Managing Those Winter Blues
Sunday September 23, 2007.
With holidays and summer parties coming to an end, long weekends and half-day Fridays a fading memory, September can be a particularly stressful time. It seems everyone is trying to get back on track and make up for lost time.
Unfortunately, that extra tension can wreak havoc on your eating habits and increase your risk for heart disease and other health problems.
If you're feeling a tad tense, try these strategies for easing the anxiety. Incorporate them into your life now and by the time Christmas (perhaps an even more stressful season) arrives, you'll be better equipped to handle whatever comes your way.
1. Clear away the clutter
If disarray at home or work has you pulling your hair out, getting organized could go a long way toward helping you reduce anxiety. Simply having the space to get things in order can make a big difference.

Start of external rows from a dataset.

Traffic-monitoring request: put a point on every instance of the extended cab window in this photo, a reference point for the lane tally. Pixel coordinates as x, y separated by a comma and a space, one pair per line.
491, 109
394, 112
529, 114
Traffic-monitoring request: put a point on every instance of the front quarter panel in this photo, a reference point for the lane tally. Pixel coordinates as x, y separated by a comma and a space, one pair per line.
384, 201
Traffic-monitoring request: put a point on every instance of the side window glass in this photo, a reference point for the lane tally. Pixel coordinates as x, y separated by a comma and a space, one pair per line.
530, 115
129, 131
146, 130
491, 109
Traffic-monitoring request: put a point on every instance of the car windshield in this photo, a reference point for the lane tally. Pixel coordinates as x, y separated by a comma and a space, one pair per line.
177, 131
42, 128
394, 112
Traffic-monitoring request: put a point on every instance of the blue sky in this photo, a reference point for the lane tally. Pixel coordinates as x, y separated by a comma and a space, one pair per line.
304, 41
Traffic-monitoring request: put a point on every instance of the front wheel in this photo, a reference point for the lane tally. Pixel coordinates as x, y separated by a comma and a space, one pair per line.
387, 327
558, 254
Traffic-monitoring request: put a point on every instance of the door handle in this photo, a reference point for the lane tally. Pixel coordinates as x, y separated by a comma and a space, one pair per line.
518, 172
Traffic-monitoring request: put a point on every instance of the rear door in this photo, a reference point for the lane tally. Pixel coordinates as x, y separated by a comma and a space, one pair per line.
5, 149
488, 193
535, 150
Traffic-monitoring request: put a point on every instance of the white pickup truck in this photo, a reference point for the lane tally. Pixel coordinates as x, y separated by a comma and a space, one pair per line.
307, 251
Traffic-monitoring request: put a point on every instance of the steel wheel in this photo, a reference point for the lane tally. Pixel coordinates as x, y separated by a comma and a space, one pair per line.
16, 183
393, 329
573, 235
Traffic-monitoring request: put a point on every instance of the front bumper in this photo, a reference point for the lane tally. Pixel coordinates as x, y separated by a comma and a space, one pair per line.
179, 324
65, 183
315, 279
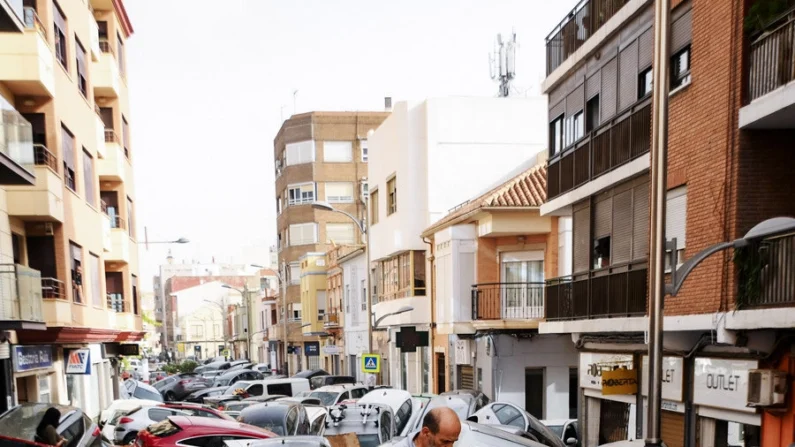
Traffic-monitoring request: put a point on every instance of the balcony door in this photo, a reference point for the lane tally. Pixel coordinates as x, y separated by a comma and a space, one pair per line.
522, 275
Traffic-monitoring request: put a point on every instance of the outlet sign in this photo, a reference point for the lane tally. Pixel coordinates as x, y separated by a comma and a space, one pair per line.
722, 383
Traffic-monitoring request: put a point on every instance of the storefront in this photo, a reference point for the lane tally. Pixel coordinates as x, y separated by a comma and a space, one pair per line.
34, 375
720, 393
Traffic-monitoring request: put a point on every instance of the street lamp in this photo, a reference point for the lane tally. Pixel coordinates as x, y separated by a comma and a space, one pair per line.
363, 227
762, 230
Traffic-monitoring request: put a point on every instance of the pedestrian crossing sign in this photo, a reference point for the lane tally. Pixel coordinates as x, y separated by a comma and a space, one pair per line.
371, 363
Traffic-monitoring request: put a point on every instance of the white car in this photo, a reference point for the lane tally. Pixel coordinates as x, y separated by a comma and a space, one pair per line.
335, 394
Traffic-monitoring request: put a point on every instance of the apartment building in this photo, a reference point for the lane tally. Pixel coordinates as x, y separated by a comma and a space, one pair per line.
319, 156
490, 258
729, 164
427, 158
63, 69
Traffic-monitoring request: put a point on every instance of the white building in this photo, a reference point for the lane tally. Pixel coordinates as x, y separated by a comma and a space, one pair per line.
425, 159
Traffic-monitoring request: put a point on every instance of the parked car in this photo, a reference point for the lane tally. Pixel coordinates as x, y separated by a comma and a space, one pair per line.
179, 386
373, 424
501, 413
335, 394
189, 430
282, 418
232, 376
75, 426
318, 381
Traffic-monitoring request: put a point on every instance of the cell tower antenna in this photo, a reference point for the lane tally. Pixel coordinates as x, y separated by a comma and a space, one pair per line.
502, 63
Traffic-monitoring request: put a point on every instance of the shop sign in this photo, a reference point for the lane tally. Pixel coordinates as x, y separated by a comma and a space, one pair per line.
722, 383
79, 362
27, 358
619, 381
592, 364
673, 369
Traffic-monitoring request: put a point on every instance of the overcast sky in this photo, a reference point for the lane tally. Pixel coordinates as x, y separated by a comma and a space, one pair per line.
211, 81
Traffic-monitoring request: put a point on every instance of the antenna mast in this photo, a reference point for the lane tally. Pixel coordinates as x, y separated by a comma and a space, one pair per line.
502, 64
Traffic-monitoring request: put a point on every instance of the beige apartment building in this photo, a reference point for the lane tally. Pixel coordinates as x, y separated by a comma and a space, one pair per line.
319, 156
63, 73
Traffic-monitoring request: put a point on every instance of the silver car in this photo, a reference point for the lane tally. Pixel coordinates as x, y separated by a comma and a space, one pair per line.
128, 426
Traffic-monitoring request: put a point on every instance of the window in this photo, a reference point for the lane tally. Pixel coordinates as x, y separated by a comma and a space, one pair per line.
88, 179
391, 187
373, 204
592, 114
337, 151
303, 234
298, 153
675, 218
644, 83
302, 194
68, 153
365, 150
556, 135
339, 192
80, 58
94, 275
340, 233
680, 68
59, 22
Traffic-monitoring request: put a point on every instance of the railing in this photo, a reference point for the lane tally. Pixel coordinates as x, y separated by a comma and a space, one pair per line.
616, 291
32, 21
22, 294
613, 144
508, 301
772, 57
578, 26
43, 157
52, 289
776, 277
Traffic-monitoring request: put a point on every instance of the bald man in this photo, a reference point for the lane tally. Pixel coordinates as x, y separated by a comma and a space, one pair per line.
440, 428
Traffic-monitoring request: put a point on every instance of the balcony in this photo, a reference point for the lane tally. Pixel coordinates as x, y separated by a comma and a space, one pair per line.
21, 298
26, 60
770, 90
113, 166
600, 152
105, 72
614, 292
507, 305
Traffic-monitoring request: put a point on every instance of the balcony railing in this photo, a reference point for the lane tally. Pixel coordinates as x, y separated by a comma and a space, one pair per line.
52, 289
616, 291
21, 299
613, 144
772, 57
774, 285
578, 26
508, 301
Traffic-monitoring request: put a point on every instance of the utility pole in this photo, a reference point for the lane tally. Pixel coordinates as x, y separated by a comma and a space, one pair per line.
659, 146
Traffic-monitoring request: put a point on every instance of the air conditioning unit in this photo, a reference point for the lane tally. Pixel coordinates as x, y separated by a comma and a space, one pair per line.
767, 388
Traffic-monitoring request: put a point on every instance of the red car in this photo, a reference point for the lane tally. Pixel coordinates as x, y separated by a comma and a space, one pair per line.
198, 431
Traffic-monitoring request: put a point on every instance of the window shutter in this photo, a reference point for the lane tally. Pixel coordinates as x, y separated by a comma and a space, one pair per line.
640, 222
622, 227
676, 216
582, 239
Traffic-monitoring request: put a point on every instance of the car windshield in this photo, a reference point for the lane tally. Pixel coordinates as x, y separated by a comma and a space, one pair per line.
327, 398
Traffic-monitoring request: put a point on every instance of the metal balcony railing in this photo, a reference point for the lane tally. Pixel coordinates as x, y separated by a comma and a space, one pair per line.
508, 301
615, 291
20, 293
771, 61
611, 145
577, 27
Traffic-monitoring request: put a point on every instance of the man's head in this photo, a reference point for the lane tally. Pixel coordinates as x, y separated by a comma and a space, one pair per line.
440, 428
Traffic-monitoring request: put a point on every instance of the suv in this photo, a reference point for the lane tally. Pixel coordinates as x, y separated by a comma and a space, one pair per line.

Purchase an extra filing cabinet or storage bins, and rearrange your wardrobes, kitchen, filing cabinet or desk - anything that seems to be contributing to your harried state. You'll be amazed at how calm a sense of order can make you feel.
2. Work it out
You've heard it before, but it bears repeating: One of the simplest, most effective strategies for reducing stress is aerobic exercise. Ask anyone who does it regularly, and they'll tell you that they feel less anxious when they're keeping up with their cardio routine. And even better than just any old exercise is any workout that involves both body and mind, such as Yoga, Pilates or Tai Chi. Exercise even helps you sleep better - which means less stress the next day.
3. Delegate duties
This goes for both work and household chores. While it may be hard to let go of that old, "If you want something done right..." chestnut, you'll be happier in the long run if you let people help you. For starters, make a chart with household tasks and divvy up the responsibilities among family members.
4. Enlist outside help
If you hadn't noticed, you're living in an era when just about anything you want or need can be ordered or delivered. And that means if you can afford an extra expenditure here and there, you don't have to do everything yourself. Instead of spending two hours in the supermarket, shop online and have your groceries delivered.
Check the yellow pages for a dry cleaner that delivers. Hire a caterer when you don't have time to cook for a party. If you have trouble with the idea of paying someone to do something you can do yourself, think about the money as an investment in your mental well-being.
5. Practice forced relaxation
Do you have trouble relaxing? While exercise should be your first go-to, pairing it with one of the many tried and true relaxation techniques is even better. Try deep breathing, meditation, progressive muscle relaxation and visualization. For instructions on how to do each, look for a book such as Judith Lazarus' Stress Relief and Relaxation Techniques.
6. Fine tune your finances
If you feel like you're swimming in bills and junk mail, try simplifying things. Start paying your bills online so you don't have to worry about getting to the post office, buying stamps or remembering when everything is due (contact your bank to find out if you have an online bill-payment option).
You can also contact utility companies and authorise them to automatically debit your checking account each month. Have your paycheques directly deposited so you don't have to queue at the bank. Try to consolidate your credit cards. Let a computer calendar or Palm Pilot keep track of important meetings and birthdays for you.